Madame DUBOC accepta de ne pas le licencier, voulant pour être dédommagé de ce larcin, se rembourser sur les étrennes de BAUDE.

Louis BAUDE, remplit de haine, se procura donc de l’arsenic chez un ami verrier, et après avoir testé le poison sur les deux chevaux de son maitre, qui trépassèrent, décida d’en faire un usage plus grave dés qu’il serait licencié.

Sachant que de nouvelles versassions révélés le 5 avril 1880, s’élevant a un total de 96 francs, allaient le conduire tout droit à la porte, il versa le poison dans le pétrin destiné aux deux premières fournées du 6 avril 1880, occasionnant des troubles graves parmi plus de 300 consommateurs, mais heureusement aucun ne trouva la mort.

Il fut jugé et condamné a mort à Paris le 24 juillet 1880, et gracié le 5 septembre 1880.

Cette histoire méritera une étude plus approfondie…

Qu’est il  devenu de l’empoisonneur.

A t’il finit sa vie derrière les barreaux ?

(source : http://guillotine.voila.net/Condamnations.html)

Laurent Bourcier, Picard la Fidélité, C.P.R.F.A.D. 

 

Commentaires concernant : "Le petrin empoisonné" (2)

  1. cestere a écrit:

    mais tu ne dors donc jamais :)))
    c’est bizarre les dates entre sa condamnation et sa grace je ne sais pas s’ils attendaient autant a l’époque pour appliquer les sentences

  2. En réponse : BAUDE Louis Edmond : Fils de Louis François et de Louise Françoise Couvreur – Né le 20/11/1848 à Fère-en-Tardenois (Aisne).
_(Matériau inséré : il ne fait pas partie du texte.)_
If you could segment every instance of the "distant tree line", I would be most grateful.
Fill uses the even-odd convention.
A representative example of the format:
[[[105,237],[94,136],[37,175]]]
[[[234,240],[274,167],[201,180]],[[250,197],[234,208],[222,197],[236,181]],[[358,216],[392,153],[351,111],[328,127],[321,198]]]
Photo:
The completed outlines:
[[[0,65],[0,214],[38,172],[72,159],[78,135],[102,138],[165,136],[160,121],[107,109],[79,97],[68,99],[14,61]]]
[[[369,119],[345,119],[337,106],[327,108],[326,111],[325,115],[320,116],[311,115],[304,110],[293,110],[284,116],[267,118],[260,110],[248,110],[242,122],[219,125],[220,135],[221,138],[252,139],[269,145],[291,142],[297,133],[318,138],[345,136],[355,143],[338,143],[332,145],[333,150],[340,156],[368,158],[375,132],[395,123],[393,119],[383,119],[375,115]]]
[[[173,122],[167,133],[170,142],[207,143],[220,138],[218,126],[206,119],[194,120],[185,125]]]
Condamné le 24/07/1880 par les Assises de la Seine pour tentative d’empoisonnement [234 personnes] et détournement, à la peine de mort, commuée en celle des travaux forcés à perpétuité, le 05/09/1880. Déporté en Nouvelle-Calédonie, il débarque à Nouméa le 25/05/1881 et décède à Bourail le 22/11/1903 (gastro-entérite).
    Sources Archives Nationales de l’Outre-Mer (Aix-en-Provence) – Archives de la Préfecture de Police et Archives de la Ville de Paris.